Friend: How do you write a book? Me: One word at a time. Friend: But where do you get the ideas to write 200 or more pages?
I don’t know. Not really. I don’t think any author does.
But I do know WHEN I’ve got an idea for a book. There’s a niggling in my head, like a fish on a hook, followed by “You know, this might work.” Usually, I’m doing something earth-shatteringly important when this happens, like scrubbing the toilet or mowing the lawn. When I don’t have to focus on what I’m doing because I’ve washed the dishes approximately four million times, and my mind can wander.
The WHAT is straightforward, too. 99% of the time, a novel starts as a single image, strong and clear in my head. For Inferno, it was a woman kneeling on an old wooden floor. She’s blindfolded and bound. A long cloak wraps around her and the shimmer of a grey gown can be seen through the slit. The rhinestones of the dress bite into her knees. Though she’s in a vulnerable position she’s not afraid. In fact, she smiles to herself.
Everything else spools out from that image, and then connects to other images. In fact, that scene happens very late in the book.
Thus a story is born. I have lots of these pictures stuffed in my head. I don’t go write them down because the memory is strong, and if it isn’t, well, that story wasn’t meant to be.

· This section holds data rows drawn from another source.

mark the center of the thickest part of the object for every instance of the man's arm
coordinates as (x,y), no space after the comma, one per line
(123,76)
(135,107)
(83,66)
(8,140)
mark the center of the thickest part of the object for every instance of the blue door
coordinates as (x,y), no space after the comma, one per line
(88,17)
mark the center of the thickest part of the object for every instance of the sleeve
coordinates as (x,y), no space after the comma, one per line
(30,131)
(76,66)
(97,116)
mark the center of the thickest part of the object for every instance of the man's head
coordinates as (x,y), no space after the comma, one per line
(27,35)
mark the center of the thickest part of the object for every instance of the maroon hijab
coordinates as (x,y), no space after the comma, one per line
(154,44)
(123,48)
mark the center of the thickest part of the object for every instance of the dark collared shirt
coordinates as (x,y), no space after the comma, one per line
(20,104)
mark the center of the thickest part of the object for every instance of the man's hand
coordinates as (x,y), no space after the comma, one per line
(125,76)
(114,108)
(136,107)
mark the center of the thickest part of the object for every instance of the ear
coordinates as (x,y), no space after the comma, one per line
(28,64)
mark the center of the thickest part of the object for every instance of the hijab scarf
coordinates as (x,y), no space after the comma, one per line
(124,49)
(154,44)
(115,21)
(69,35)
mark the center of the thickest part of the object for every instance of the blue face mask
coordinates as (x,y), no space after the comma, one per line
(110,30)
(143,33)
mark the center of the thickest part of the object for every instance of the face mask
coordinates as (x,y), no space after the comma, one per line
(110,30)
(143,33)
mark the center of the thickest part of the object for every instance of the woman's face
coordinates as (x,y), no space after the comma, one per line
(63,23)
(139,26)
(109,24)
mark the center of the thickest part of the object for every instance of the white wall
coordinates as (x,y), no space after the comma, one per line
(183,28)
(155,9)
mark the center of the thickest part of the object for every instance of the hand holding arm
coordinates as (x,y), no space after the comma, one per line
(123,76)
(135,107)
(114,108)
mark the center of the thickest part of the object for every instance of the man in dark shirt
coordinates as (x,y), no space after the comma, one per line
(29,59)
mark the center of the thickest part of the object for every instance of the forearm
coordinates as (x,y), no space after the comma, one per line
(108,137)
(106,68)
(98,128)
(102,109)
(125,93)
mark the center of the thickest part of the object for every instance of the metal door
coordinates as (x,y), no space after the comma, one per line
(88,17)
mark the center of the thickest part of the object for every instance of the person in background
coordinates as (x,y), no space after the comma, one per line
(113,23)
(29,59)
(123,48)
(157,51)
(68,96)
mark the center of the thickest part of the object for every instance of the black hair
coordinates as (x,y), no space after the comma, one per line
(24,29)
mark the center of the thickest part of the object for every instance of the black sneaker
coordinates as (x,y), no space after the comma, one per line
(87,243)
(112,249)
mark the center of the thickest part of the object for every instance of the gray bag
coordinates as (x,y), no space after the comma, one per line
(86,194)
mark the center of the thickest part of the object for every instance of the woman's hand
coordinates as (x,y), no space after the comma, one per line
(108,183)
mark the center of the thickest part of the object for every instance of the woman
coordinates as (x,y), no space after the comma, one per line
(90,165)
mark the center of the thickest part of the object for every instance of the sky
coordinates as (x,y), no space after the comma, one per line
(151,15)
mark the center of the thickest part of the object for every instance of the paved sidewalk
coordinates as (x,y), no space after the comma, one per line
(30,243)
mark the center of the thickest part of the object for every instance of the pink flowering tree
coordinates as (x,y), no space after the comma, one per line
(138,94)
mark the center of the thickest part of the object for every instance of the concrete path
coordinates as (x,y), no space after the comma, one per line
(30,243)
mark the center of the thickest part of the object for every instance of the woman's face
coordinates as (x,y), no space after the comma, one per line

My current image is of a woman sitting on the floor by a large, ornate door. Her head is in her hands. She’d be slumped if her corset wasn’t holding her up, and her despair is palpable. It contrasts with her elegant appearance. Her striped dress pools around her (White with green vertical stripes, trellised with embroidered roses) and emerald chandelier earrings sway with her ragged breathing as she tries to keep from crying.
Her head is in her hands. She’d be slumped if her corset wasn’t holding her up, and her despair is palpable.
There you have it. The seed for my next book. I’ve figured out exactly where she’s sitting and why she feels as she does. I just keep asking questions until I get the whole story out of her. That’s the HOW of writing: asking questions until I get the answers.
The WHO is me, or you, if you write or daydream or paint. I think it’s similar for most of us. WHERE these images come from is uncertain. Probably from an amalgamation of daily life. As an artist friend says, “Its all goes in the hopper.”
And occasionally, a nugget pops out and becomes a novel.